1. Field of the Invention
The present invention generally relates to a method and apparatus for saving and restoring the state of various registers in a microprocessor. More particularly, a system is provided which allows the state of a floating point execution unit to be restored without requiring all of the data to be restored from memory.
2. Description of Related Art
Based upon consumer demands for increased multimedia capabilities and functionality, the computer industry has responded with enhancements and new technology that will aid in the processing of multimedia computer software applications. One example is the multimedia extensions (MMX) to the Intel microprocessor architecture. These MMX instructions provide capabilities that will allow software vendors to create applications with enhanced multimedia functions.
The architecture of Intel microprocessors is such that MMX instructions use the floating point unit (FPU) registers for instruction computation. An MMX instructions once executed shall write over the previous floating point state. Thus, the previous floating point state cannot be preserved without first saving such FP state to memory. The previous floating point state can be restored by loading the FP information from memory, and the floating point instructions can continue execution from the FP state that is remaining. The Intel MMX architecture requires empty out (by executing an EMMS instruction) the state that the MMX instructions accumulate before the floating point instructions are allowed to be executed. Otherwise, a floating point exception will be generated. In other words, the MMX state must be erased and the floating point state must re reset before the floating point instructions can be executed without causing a floating point exception. Thus, the MMX state cannot be preserved without first being saved into memory, before execution of the EMMS instruction. The previous MMX state can be restored by loading the information from memory, and the MMX instruction can continue execution from the MMX state that is remaining. However, state restoration from memory will take a large number of CPU cycles and is very costly in terms of system performance.
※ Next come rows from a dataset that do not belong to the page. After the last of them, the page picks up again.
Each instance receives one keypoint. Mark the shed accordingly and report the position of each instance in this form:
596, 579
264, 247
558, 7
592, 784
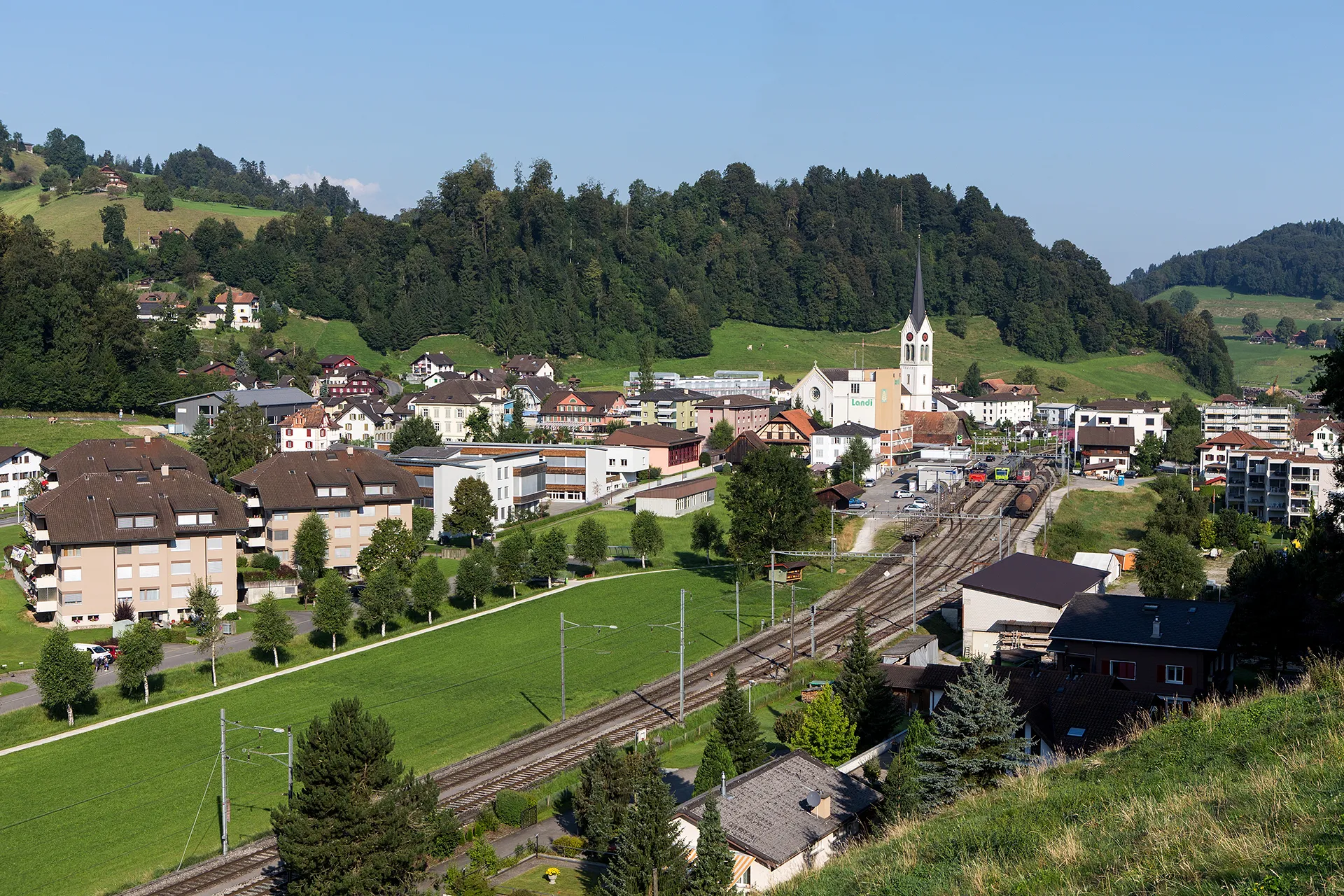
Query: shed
678, 498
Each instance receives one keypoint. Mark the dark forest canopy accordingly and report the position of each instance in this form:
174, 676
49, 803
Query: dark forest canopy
1291, 260
527, 267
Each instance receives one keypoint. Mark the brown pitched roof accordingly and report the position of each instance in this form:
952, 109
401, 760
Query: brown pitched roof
651, 435
85, 508
122, 456
288, 481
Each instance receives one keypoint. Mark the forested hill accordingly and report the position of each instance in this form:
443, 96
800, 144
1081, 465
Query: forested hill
1291, 260
527, 267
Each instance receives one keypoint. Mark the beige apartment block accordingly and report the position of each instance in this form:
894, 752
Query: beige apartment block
137, 538
350, 488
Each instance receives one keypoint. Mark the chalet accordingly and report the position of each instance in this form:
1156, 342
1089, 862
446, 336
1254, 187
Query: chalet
1180, 649
1014, 603
784, 818
792, 428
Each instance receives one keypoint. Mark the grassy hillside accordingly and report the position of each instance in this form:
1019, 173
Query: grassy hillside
1246, 798
790, 352
76, 216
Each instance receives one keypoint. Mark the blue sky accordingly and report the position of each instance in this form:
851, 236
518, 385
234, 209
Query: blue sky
1135, 131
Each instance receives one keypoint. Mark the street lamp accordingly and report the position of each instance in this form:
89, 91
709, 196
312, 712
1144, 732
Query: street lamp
564, 626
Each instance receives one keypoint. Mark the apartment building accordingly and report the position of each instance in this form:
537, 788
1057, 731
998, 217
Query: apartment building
1268, 422
350, 488
134, 536
1145, 418
517, 476
1278, 486
18, 465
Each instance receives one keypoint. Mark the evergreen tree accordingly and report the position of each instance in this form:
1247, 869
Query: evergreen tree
273, 628
715, 763
382, 599
416, 431
552, 554
429, 587
645, 535
863, 690
650, 853
359, 822
476, 575
139, 652
64, 675
738, 729
514, 562
311, 551
204, 610
590, 543
391, 547
901, 792
713, 872
331, 609
974, 736
827, 732
473, 508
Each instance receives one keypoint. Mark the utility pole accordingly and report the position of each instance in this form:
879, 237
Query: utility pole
223, 786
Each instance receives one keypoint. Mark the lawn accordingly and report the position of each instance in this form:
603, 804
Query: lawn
31, 430
448, 695
1098, 522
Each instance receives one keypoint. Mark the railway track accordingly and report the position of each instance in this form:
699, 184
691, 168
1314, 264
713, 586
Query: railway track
883, 590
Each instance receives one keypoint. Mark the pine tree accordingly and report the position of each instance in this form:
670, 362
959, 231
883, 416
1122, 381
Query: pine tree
713, 872
650, 848
64, 675
863, 690
827, 731
974, 736
738, 729
273, 628
359, 822
331, 609
382, 599
715, 763
204, 609
901, 792
645, 535
139, 652
429, 587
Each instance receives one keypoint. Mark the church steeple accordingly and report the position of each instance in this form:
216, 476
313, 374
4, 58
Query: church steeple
917, 309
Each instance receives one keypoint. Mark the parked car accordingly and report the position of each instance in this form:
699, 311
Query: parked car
96, 652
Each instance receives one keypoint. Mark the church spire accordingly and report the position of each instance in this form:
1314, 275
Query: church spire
917, 311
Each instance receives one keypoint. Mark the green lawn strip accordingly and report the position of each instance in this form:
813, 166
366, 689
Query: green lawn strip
1089, 520
449, 694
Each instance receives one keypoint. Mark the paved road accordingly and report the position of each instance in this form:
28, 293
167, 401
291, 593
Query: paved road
175, 654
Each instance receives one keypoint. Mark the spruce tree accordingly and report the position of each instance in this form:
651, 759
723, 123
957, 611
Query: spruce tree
715, 763
827, 731
272, 629
359, 821
713, 872
863, 688
974, 736
738, 729
331, 609
648, 849
64, 675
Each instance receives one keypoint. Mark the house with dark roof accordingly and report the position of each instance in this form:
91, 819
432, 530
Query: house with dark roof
1065, 713
1014, 603
1177, 649
350, 488
790, 816
130, 535
18, 465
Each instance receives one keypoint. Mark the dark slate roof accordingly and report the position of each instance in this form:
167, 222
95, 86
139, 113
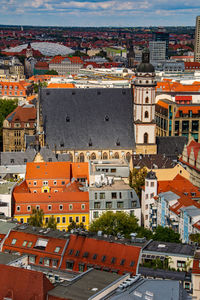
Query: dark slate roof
151, 175
171, 146
145, 68
152, 161
18, 158
165, 274
75, 118
173, 248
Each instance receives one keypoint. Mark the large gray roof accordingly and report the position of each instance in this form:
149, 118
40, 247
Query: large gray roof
75, 118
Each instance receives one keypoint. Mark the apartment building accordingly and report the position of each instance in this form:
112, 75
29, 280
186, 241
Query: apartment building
175, 205
197, 40
17, 125
66, 65
173, 119
55, 188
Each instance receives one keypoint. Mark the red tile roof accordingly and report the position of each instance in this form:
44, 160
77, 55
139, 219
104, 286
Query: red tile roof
101, 248
48, 170
183, 188
19, 284
22, 114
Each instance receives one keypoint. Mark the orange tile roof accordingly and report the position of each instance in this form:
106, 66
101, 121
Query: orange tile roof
61, 85
47, 170
17, 283
183, 188
185, 110
23, 114
102, 248
163, 104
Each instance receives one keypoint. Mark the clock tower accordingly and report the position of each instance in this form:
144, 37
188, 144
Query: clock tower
144, 107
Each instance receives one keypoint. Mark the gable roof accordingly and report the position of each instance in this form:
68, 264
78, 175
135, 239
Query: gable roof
47, 170
80, 118
23, 283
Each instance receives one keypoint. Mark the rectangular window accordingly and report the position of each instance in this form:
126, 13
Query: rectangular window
120, 204
133, 204
29, 244
57, 249
102, 195
69, 264
81, 267
31, 259
95, 214
54, 263
46, 262
114, 195
180, 264
41, 260
108, 205
13, 242
97, 205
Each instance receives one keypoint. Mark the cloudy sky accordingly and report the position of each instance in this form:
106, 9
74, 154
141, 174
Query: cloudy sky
100, 12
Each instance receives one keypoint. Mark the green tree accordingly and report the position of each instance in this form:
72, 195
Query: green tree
114, 223
165, 234
137, 180
6, 107
52, 223
51, 72
40, 84
74, 225
195, 237
36, 217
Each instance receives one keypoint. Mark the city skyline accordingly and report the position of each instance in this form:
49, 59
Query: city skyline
99, 13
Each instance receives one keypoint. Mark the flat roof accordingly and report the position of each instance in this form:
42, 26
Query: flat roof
85, 286
117, 185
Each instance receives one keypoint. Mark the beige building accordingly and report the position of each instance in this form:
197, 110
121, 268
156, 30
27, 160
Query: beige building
197, 40
17, 125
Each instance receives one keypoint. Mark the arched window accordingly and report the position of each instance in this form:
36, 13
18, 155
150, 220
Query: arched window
70, 157
146, 138
93, 156
116, 156
128, 156
82, 157
105, 155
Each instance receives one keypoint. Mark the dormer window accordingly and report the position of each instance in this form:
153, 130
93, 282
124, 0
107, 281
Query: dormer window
118, 142
90, 143
106, 118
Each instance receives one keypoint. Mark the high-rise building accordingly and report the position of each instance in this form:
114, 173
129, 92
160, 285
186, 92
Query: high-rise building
157, 51
197, 40
162, 36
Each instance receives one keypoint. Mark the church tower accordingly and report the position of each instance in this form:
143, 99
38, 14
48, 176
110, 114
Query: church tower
144, 107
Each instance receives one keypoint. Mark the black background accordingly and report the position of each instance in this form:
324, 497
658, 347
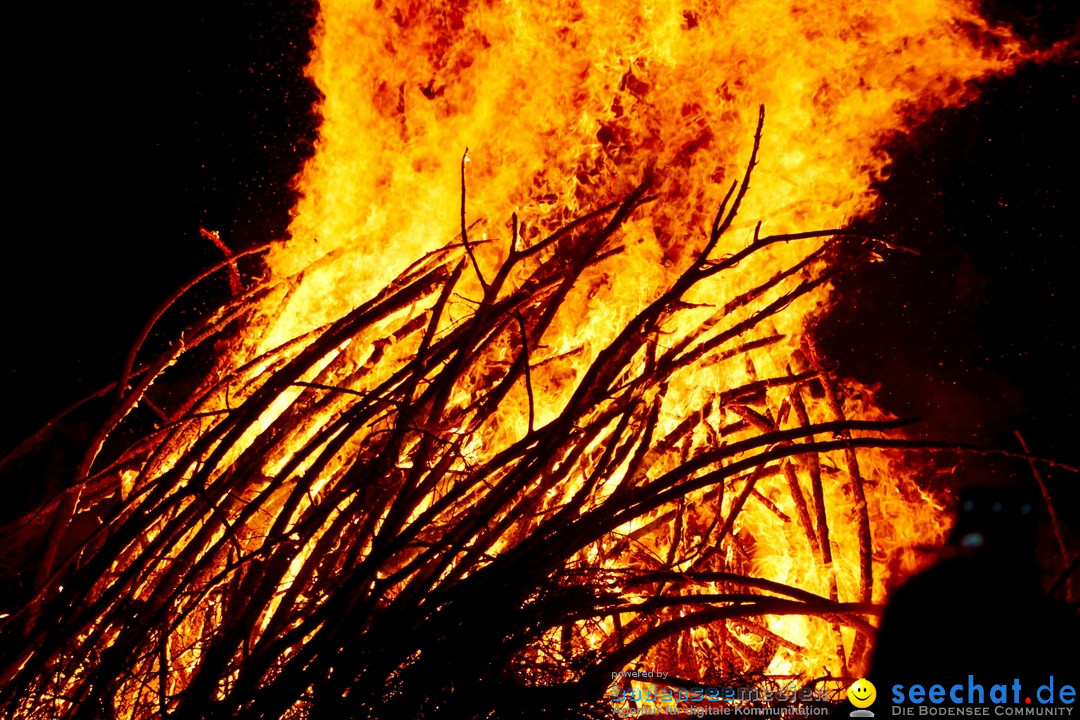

The term "context switch" as used herein will refer to the state saving and restoring process. It should be noted that the floating point/MMX state does not have to be saved and then restored for certain types of instructions to execute. The present invention may have less utility in these cases where the loss of the state information does not affect the correctness of the execution of the code. The present invention is a technique that rapidly saves and restores the state of the floating point/MMX unit if it is determined by the programmer that the floating point/MMX state must be preserved.
The FPU circuitry within Intel x86 architecture microprocessors provide the user with an FPU data register file, having eight, 80 bit FPU data registers, which are accessed in a stack-like manner. The floating point registers are visible, and available for use by the programmer. The Intel architecture also provides a 16 bit control register and 16 bit status register. A data register tag word is also provided that contains eight, 2 bit fields, each associated with one of the eight data registers. The tag word is used to improve context switching and stack performance by maintaining empty/non-empty status for each of the eight data registers.
Further, the Intel architecture contains an instruction pointer to the memory location containing the instruction word and a data pointer to the memory location containing the operand associated with the current instruction (if any). Also, the last instruction opcode is stored in an eleven bit register. The aforementioned control register, status register, tag word, instruction pointer, data pointer and opcode define the floating point environment (ENV). This environment in combination with the floating point registers (REG) constitute the floating point state.
As noted above, when Intel architecture microprocessors execute MMX instructions the FPU registers are utilized for instruction computation. Thus, 64 bits of the 80 bit FPU registers will be utilized by MMX instructions. When a task switch from floating point operation to MMX, the environment and register state is saved using a floating point save (FNSAVE or FSAVE) instruction. A floating point store environment instruction (FNSTENV or FSTENV) will save the environment to memory. The FNSAVE instruction stores the floating point register state to main memory. The FNSTENV instruction stores the floating point environment to main memory. The floating point load environment (FLDENV) or floating point restore (FRSTOR) instructions are then executed to load the environment, or environment and registers, respectively, from main memory when floating point operations are to be resumed from the remaining state information. This context switching, due to the FLDENV and FRSTOR instructions, can cost as much as 32 to 95 CPU cycles, while the switching time due to instructions FNSTENV and FNSAVE can cost as much as 48 to 151 cycles. Thus, it can be seen that conventional techniques of saving and restoring the floating point context may take from 80 to 246 clock cycles to save the floating point state to main memory, and then restore the registers to their previous state, when switching between floating point and multimedia operations.
Usually, the FNSAVE and FRSTOR instructions are used in conjunction with one another, as are the FNSTENV and FLDENV instructions. It should be noted that FNSAVE, FRSTOR, FNSTENV and FLDENV instructions have been used by the Intel instruction set long before the introduction of MMX to the computer industry in 1996. These instructions become important to the execution of MMX instructions, since the MMX code shares floating point register usage with the Intel floating point instructions.
Therefore, a need exists for a technique that can quickly and efficiently save and restore the state of the floating point register file, when switching between floating point and multimedia operations, using a minimum number of clock cycles.